Wang then coded up the software to enable its use on computers, and in doing so created the first Chinese killer app, the Wubi input method.
Wubi has a steep learning curve, but once mastered, was fast. The speed record was more than 300 Chinese characters per minute (chpm) over ten minutes, roughly the equivalent of 200 English words per minute. Even casual users could manage 60-80, about three times the speed that was possible before its invention.
Wang dedicated most of his life to driving Wubi adoption, and it eventually captured over 90% market share at peak.
Duan strategically used the alpha from the hard work of others, and built on top of that, greatly increasing his own chance of success; a key requirement in investing
Parents wanted their children to learn Wubi to be able to use computers, yet personal computers then were much too expensive for most Chinese families, and expensive was a problem Duan knew exactly how to solve.
He married a console chip to a basic computer system, and also developed and bundled together a game to help master Wubi typing. The result was not dissimilar to a SC-3000 from Sega, which lost out to the Famicom in Japan.
Other software to help learn typing English, the language itself and coding were also developed and sold.
Just as Jobs and Apple played a major part in the PC revolution a decade-and-a-half earlier, so did Duan and Subor. By a twist of fate, Subor even used a variant of the same chip as the Apple I and II - the legendary MOS 6502, invented in the US in 1975.
This positioning as Subor “learning machines” allowed families to justify to themselves the purchase. Of course, they still supported games cartridges, and once the parents were away…
To drive awareness, Duan hired Jackie Chan to endorse the brand. Though it may have seemed exorbitant for a cost-centric business as Subor to hire Jackie Chan, one of the highest-compensated movie stars in Asia, Duan had a clear logic.
‘With Jackie, someone might see the commercial say 3 times and remember the concept [of learning machines]. Without him, it might take 8, 9, 10 or more times and they still won’t remember… We paid Jackie less than 10% of our total marketing spend, just several percent… Why do I say it’s cheap?
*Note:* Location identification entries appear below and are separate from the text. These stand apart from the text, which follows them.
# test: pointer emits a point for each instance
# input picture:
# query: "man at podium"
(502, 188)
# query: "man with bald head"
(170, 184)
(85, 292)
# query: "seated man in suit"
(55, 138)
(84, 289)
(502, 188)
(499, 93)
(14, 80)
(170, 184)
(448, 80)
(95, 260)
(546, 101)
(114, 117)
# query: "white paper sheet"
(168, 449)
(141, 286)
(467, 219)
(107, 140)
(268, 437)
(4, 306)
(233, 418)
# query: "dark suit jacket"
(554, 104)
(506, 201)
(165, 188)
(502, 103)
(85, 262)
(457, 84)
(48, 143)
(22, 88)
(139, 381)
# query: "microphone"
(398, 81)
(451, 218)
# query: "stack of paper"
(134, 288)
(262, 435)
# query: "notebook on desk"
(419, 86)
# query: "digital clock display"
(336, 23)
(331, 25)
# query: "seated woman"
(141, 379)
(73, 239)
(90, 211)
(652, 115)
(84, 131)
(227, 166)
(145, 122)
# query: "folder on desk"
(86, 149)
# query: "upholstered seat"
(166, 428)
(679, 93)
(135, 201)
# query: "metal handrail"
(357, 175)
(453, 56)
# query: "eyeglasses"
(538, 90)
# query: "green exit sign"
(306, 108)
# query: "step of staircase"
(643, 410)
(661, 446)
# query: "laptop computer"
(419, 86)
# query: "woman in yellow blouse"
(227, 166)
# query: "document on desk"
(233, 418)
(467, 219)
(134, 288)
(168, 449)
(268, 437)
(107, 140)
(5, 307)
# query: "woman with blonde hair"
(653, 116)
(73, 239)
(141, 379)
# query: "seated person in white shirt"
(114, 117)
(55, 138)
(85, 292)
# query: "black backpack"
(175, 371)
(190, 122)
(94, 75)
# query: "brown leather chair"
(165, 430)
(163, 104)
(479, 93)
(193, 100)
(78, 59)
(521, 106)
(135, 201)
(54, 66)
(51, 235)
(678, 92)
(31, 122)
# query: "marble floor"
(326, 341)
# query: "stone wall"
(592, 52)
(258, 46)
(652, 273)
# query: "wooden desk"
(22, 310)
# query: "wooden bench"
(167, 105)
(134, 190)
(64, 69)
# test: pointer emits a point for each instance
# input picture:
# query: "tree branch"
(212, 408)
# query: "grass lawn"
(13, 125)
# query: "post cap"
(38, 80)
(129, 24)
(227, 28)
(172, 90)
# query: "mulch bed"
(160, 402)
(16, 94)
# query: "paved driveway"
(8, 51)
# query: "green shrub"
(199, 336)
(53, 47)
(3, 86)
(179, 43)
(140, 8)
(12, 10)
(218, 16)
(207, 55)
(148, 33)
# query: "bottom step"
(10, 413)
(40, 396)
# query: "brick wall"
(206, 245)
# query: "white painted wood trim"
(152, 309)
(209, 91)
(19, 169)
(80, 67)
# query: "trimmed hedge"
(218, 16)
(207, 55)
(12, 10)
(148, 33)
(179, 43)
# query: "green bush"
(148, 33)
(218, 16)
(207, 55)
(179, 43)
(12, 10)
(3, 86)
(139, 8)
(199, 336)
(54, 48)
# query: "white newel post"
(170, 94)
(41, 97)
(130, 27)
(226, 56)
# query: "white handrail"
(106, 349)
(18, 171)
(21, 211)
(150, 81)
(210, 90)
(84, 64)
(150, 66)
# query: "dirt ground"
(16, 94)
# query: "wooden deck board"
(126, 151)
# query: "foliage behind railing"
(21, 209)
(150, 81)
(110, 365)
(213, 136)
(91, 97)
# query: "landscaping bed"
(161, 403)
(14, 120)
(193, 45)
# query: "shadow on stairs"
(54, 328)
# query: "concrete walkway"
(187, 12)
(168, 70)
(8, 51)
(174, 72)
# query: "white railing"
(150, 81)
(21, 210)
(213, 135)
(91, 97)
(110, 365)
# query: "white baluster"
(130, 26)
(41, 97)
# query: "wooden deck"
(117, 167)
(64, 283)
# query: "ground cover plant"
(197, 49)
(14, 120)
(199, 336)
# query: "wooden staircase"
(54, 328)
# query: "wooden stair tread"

If Jackie’s presence could raise the memorability or favorability of the ad by several percentage points, it would’ve been worth it. But if you think about the impact, it is definitely more than several percent’
— Duan Yongping
By 1993, Subor’s sales reached CN ¥200 million ($35 million), and more than doubled this figure the year after, taking 80% share of the Chinese “learning machine” market. The following year, sales more than doubled again to exceed CN ¥1 billion ($175 million).
Duan succeeded in bringing about a PC revolution of sorts in China, and Subor had become a household name. Both were richly rewarded.
Then Duan quit.
We shall continue with Duan’s story, including his investments and teachings on investment in the next installment of this series.
Disclaimer: This should not be construed as investment advice. Please do your own research or consult an independent financial advisor. Alpha Exponent is not a licensed investment advisor; any assertions in these articles are the opinions of the contributors
Our knowledgeable readers may note parallels between the Wubi scheme and the hashtable, an important data structure in computing. It is also remarkable how Wang’s technique for spotting collisions utilizes similar underlying principles to the Lunometer, invented by Luhn, who also invented the hashtable.